14 August, 2017
Allergies to sagebrush, which grows in western North America, compare equally with more well-known ragweed allergies, which occur largely in Eastern areas of the continent. Both plants reside in the Artemisia genus, along with related plants such as mugworts. Patients who have sagebrush allergies might have similar pollen allergy triggers in the same genus or Compositae family. Sensitivity to allergenic proteins shared by these plants produces hay fever symptoms when patients inhale airborne pollen during the reproductive season.
Allergy symptoms will arise during late summer or early fall when sagebrush plants send their pollen grains into the air for distribution. Sensitive individuals develop pollen allergy symptoms, or seasonal allergic rhinitis, when they ingest a threshold level of sagebrush allergens. As the University of Maryland Medical Center reports, the allergic release of antibodies and histamines into the blood creates the same inflammatory health effects that accompany all types of hay fever.

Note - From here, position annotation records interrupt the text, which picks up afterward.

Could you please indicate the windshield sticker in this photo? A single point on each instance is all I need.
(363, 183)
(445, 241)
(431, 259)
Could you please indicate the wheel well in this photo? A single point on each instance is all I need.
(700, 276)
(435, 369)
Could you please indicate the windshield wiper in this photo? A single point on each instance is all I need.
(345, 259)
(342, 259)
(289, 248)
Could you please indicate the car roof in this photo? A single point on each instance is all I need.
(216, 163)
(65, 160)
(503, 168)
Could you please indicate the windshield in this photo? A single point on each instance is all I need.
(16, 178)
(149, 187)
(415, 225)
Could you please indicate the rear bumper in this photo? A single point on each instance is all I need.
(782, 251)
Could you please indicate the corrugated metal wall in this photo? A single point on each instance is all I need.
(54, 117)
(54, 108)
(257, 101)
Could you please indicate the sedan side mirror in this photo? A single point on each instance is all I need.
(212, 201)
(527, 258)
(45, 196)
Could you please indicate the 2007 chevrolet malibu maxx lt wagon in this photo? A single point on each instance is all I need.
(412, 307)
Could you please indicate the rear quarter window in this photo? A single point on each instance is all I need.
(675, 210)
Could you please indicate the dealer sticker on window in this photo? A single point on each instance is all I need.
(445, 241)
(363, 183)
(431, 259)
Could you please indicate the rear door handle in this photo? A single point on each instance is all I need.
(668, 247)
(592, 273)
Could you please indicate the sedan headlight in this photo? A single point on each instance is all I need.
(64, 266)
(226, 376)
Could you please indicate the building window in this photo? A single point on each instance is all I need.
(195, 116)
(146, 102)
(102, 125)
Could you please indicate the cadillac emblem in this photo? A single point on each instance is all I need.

Pollen allergy symptoms include itching in the eyes, ears, mouth, throat and face, the UM Medical Center notes. These signs of inflammation can progress to include swelling and an accumulation of fluid in some of those areas. People with sagebrush allergies suffer from runny noses, sneezing, postnasal drip and sinus congestion on days with high pollen counts. An inflamed throat can also become sore and prompt painful coughing.

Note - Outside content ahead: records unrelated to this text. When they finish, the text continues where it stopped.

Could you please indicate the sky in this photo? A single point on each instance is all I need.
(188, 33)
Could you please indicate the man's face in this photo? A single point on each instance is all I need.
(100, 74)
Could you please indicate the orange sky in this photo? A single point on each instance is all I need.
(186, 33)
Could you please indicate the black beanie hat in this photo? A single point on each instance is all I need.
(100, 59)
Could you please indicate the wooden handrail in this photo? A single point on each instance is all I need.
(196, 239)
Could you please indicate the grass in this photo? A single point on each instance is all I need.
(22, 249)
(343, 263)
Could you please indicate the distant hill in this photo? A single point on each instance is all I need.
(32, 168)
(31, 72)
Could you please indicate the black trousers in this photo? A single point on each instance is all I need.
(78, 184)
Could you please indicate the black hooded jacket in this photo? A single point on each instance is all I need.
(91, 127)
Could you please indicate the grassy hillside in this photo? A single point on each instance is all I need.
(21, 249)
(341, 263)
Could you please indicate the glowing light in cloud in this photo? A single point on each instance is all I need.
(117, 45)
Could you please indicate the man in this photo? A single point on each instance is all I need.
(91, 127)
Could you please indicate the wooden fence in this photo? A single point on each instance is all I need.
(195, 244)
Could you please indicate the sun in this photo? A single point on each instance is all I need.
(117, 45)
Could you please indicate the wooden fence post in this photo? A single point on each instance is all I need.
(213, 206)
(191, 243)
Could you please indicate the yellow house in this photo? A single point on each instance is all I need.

Hay fever attacks last as long as patients remain in environments that contain certain levels of reproductive sagebrush pollen. For this reason, allergists at the Asthma and Allergy Foundation of America recommend a change of venue during ragweed or sagebrush season for patients who get severe symptoms. The effects of sagebrush allergies can also be mitigated by staying indoors with filtered air conditioning controlling the air quality.
Patients can reduce health symptoms with medications such as antihistamines, decongestants and nasal steroids. However, preventing exposure to sagebrush pollen does the most good, the UM Medical Center reports. During pollen season, the AAFA advises patients to limit going outside before 10 a.m. because airborne pollens proliferate in the early morning. Showering and changing clothes after being outdoors discourages indoor pollen accumulation and inhalation. Allergy shots can also provide ongoing preventive protection for some individuals.
A pollen allergy to sagebrush differs from a reaction to sage, or salvia, the herb. The latter plants represent the mint family, or Lamiaceae, and do not have cross-reactive properties with sagebrush. Patients with sagebrush allergies can, however, develop hay fever symptoms from eating foods such as sunflower seeds from the Compositae family, according to the AAFA.